Ворона быстро взглянула на бродягу и тут же потупилась, торопливо проговорила:

– Да что это я вас гружу, да и нельзя о покойниках плохо отзываться.

– Продолжай, я вижу, ты выговориться хочешь, – по-отечески ласково сказал Кривой. – Я – человек новый, сплетничать мне не с кем. Наш разговор останется между нами, чтоб мне плевков кормить.

Ворона смущенно улыбнулась, опустила голову еще ниже, поправила челку, пожала плечами:

– Да что тут рассказывать? Аленка молчала: ни «нет», ни «да» – вот Беркут и вился вкруг нее. Аленка посмеивалась да с Медведем сосалась, как наедине останутся. Не нужен был ей Беркут, а не отпускала. Тоже мне, зверька нашла. Хоть Варвара ее за волосы потаскала, может, ума прибавилось. Да кто теперь узнает…

– Варвара? Мишина мать? – удивился Кривой. Он вспомнил согбенную, хлюпающую носом женщину и никак не мог представить ее фурией.

Ворона будто почувствовала недоверие бродяги и поспешно добавила:

– Да-да, она самая. Медведь Аленку с Беркутом застукал, в лесу. Не в том, страшном, – на другом краю поселения. Там гулять можно: тихо, спокойно, – мечтательно произнесла Ворона.

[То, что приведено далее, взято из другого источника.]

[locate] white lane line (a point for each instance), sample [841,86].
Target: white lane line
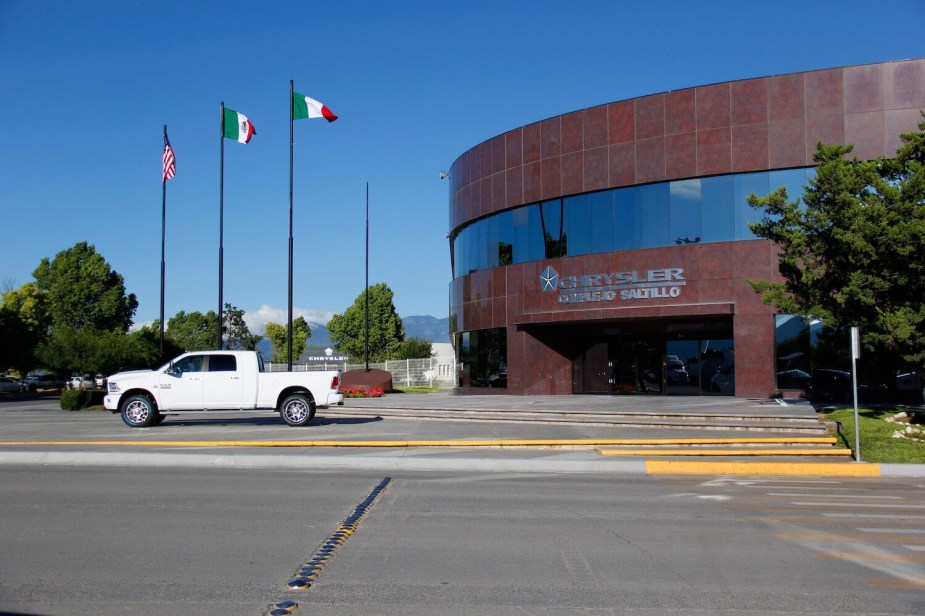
[894,531]
[870,505]
[884,516]
[814,488]
[839,495]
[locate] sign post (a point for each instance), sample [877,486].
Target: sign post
[855,354]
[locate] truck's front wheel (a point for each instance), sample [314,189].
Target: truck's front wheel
[138,412]
[297,410]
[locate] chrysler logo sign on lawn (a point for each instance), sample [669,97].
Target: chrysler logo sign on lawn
[649,284]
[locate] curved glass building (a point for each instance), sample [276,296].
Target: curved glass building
[607,250]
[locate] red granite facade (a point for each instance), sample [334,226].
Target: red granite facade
[743,126]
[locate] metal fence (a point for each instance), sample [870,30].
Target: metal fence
[427,372]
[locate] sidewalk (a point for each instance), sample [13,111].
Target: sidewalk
[444,432]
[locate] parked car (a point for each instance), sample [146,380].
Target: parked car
[723,382]
[45,381]
[794,379]
[831,385]
[9,385]
[219,381]
[81,382]
[675,370]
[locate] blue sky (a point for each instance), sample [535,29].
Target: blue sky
[88,85]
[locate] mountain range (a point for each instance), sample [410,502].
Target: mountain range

«Неужели нашел?» – чуть было не закричал Кривой. Сколько лет прошло в поисках безопасного места, без мутантов, без напряженной тишины, только мирный шум крон и заливистая трель пичуг – как в старые добрые времена. Когда-то Кривой назывался егерем и мог часами наслаждаться прогулкой по лесу. Бродяга уже позабыл то чувство, наполнявшее его на природе, в удаленности от людей. Какая-то легкость наполняла сердце…

Стоп! Алена. Убийца. Все остальное потом.

– В каком смысле – застукал? – спросил Кривой.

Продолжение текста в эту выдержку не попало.